It's been a long time since I wrote here. Last time, I wrote that I was considering having weight loss surgery and I was waiting for an appointment with the surgeon. Well, I'm no longer waiting or considering. I had my appointment with the surgeon and I decided to go ahead with the surgery. I chose to have gastric bypass surgery because I consider it the safest and most efficacious option short and long term. With a gastric bypass, the surgeon creates a small pouch by cutting the stomach. This new pouch will become my new stomach and since it contains 10 to 30 ml (1–2 tbsp) or approximately the size of a thumb, it will limit greatly the amount of food that I'll be able to ingest in addition to diminishing the absorption of food. Hence, nutritional deficiencies are a side-effects of the surgery and I'll need to take supplements for the rest of my life. For more detailed and scientific information on gastric bypass and other weight loss surgical procedures, please see http://en.wikipedia.org/wiki/Gastric_bypass_surgery and http://www.weightlosssurgery.ca/.

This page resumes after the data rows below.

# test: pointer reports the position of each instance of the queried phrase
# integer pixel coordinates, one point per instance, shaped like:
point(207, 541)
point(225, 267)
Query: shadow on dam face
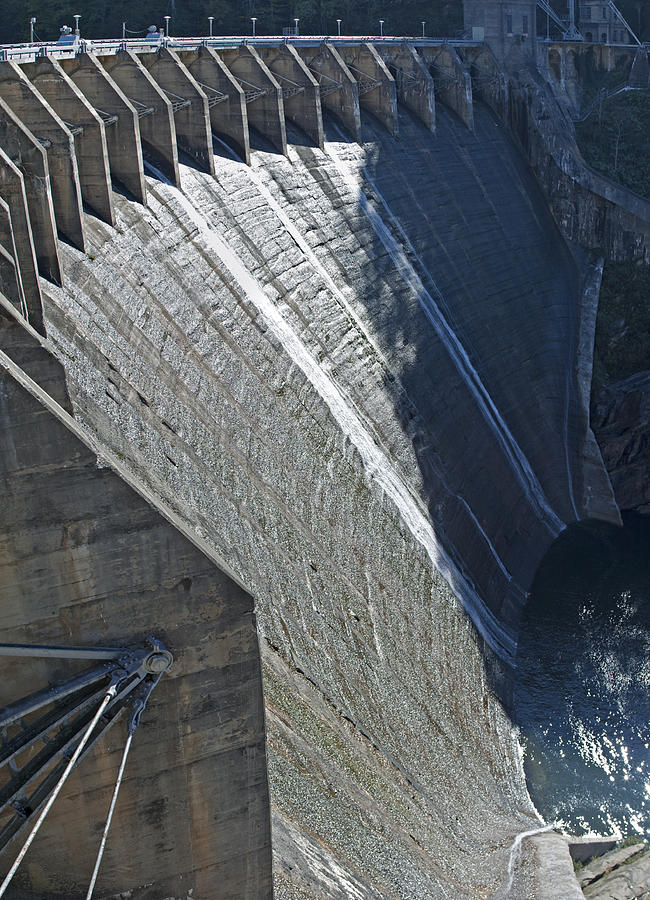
point(85, 562)
point(352, 372)
point(474, 298)
point(581, 685)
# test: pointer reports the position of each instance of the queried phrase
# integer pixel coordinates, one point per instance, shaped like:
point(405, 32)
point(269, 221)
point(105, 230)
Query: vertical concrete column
point(300, 90)
point(86, 125)
point(339, 92)
point(155, 114)
point(452, 81)
point(414, 84)
point(10, 283)
point(12, 191)
point(189, 103)
point(377, 89)
point(30, 157)
point(263, 94)
point(120, 119)
point(38, 116)
point(226, 98)
point(489, 82)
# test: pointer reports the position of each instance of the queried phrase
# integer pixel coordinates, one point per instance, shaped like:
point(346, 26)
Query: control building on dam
point(296, 347)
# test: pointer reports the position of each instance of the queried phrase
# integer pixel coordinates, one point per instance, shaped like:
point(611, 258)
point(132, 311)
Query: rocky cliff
point(356, 378)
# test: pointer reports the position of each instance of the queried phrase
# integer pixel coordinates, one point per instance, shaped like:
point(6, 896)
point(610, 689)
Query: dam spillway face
point(307, 342)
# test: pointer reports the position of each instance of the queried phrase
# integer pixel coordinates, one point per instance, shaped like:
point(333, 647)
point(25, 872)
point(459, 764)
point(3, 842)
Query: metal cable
point(116, 790)
point(55, 793)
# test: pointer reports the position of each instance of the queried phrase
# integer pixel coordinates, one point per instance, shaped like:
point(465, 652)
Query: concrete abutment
point(264, 105)
point(155, 113)
point(87, 127)
point(123, 132)
point(226, 97)
point(48, 128)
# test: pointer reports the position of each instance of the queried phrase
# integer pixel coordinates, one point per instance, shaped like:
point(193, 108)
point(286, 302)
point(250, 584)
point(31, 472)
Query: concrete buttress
point(415, 88)
point(300, 89)
point(29, 155)
point(155, 113)
point(38, 116)
point(189, 103)
point(86, 125)
point(377, 90)
point(226, 98)
point(10, 282)
point(12, 191)
point(339, 92)
point(263, 94)
point(452, 81)
point(120, 120)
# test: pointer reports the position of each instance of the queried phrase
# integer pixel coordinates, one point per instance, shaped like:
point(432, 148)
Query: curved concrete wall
point(354, 376)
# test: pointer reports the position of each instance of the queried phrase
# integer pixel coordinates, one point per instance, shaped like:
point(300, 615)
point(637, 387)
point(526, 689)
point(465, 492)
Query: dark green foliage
point(623, 323)
point(614, 140)
point(103, 19)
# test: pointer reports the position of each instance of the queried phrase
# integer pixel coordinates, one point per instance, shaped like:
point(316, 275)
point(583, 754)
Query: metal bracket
point(66, 708)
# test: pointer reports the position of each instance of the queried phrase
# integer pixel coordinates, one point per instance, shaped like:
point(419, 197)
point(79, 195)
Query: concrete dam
point(295, 377)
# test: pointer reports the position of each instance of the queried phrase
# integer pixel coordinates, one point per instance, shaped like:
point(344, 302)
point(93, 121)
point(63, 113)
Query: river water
point(582, 692)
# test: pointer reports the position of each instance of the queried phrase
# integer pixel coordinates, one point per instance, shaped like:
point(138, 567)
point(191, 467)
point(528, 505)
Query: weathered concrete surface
point(123, 132)
point(86, 125)
point(338, 86)
point(264, 105)
point(300, 90)
point(84, 560)
point(386, 417)
point(10, 282)
point(377, 89)
point(631, 879)
point(452, 81)
point(590, 209)
point(157, 128)
point(621, 421)
point(228, 115)
point(190, 104)
point(555, 879)
point(415, 86)
point(44, 123)
point(12, 191)
point(24, 150)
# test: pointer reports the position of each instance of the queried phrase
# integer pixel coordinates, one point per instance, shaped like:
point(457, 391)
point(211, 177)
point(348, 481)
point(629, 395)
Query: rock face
point(354, 377)
point(621, 420)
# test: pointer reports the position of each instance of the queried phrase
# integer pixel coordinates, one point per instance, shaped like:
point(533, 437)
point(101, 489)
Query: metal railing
point(29, 51)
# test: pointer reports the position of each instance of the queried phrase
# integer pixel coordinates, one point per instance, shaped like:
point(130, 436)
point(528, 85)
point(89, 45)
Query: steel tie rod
point(110, 694)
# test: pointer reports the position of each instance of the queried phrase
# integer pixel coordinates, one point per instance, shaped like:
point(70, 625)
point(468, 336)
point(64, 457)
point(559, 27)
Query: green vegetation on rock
point(623, 323)
point(614, 140)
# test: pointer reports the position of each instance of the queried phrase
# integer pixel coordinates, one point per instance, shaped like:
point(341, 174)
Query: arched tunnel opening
point(581, 694)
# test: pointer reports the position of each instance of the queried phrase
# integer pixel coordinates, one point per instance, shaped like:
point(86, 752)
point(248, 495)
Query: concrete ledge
point(339, 92)
point(555, 878)
point(377, 89)
point(87, 127)
point(189, 104)
point(38, 116)
point(263, 94)
point(415, 88)
point(155, 114)
point(29, 156)
point(12, 191)
point(10, 282)
point(300, 90)
point(226, 99)
point(120, 117)
point(452, 81)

This is a very personal decision and one that should not be taken lightly as there are several risks and side effects associated with this type of surgery. If you are considering having weight loss surgery, I strongly recommend that you talk to a good doctor and read a lot on the subject in order to make the best decision for you.
My surgery will be on August 31st, so exactly two weeks from today. I don't know if this is standard but starting today and up until the surgery, I was instructed by my surgeon to follow a liquid diet, Optifast, in order to reduce the size of my liver for surgery. I started the diet today and it is going to be hell to follow that for the next 2 weeks. I'm only allowed 4 Optifast shakes per day + water. That's it! Fortunately, the shakes don't taste too bad, kinda like uncooked vanilla cake batter. Nevertheless, I know I'm going to starve and go crazy!! I do apologize in advance to anyone I may come in contact with in the next two weeks as I'm guessing that I'll be in a pretty foul mood. Apparently, this is the hardest part of the whole process. We'll see and I'll try to keep you updated on the whole shebang.
Today, the fact that I won't be able to eat the way I used to hit me. I guess it's because of this liquid diet thing and not being able to eat as usual. Given that eating was more to me than just the absorption of nutrients in order to stay alive, I'm kind of forced to face these things. First of all, eating is a pleasure for me, which is totally fine. To my knowledge, there's not a word in English to describe someone who relishes in the pleasures of food and eating. At least, there's no non-pejorative word like we have in French. In French, we have "gourmandise" and being "gourmand", which is a lot nicer than the English equivalent of gluttony and being a glutton. So I'm "gourmande". I love to eat and to cook. But I must admit that on top of that, I use food as many other things: soothing, distraction, avoiding, etc... So not having my go-to fix will be an interesting challenge.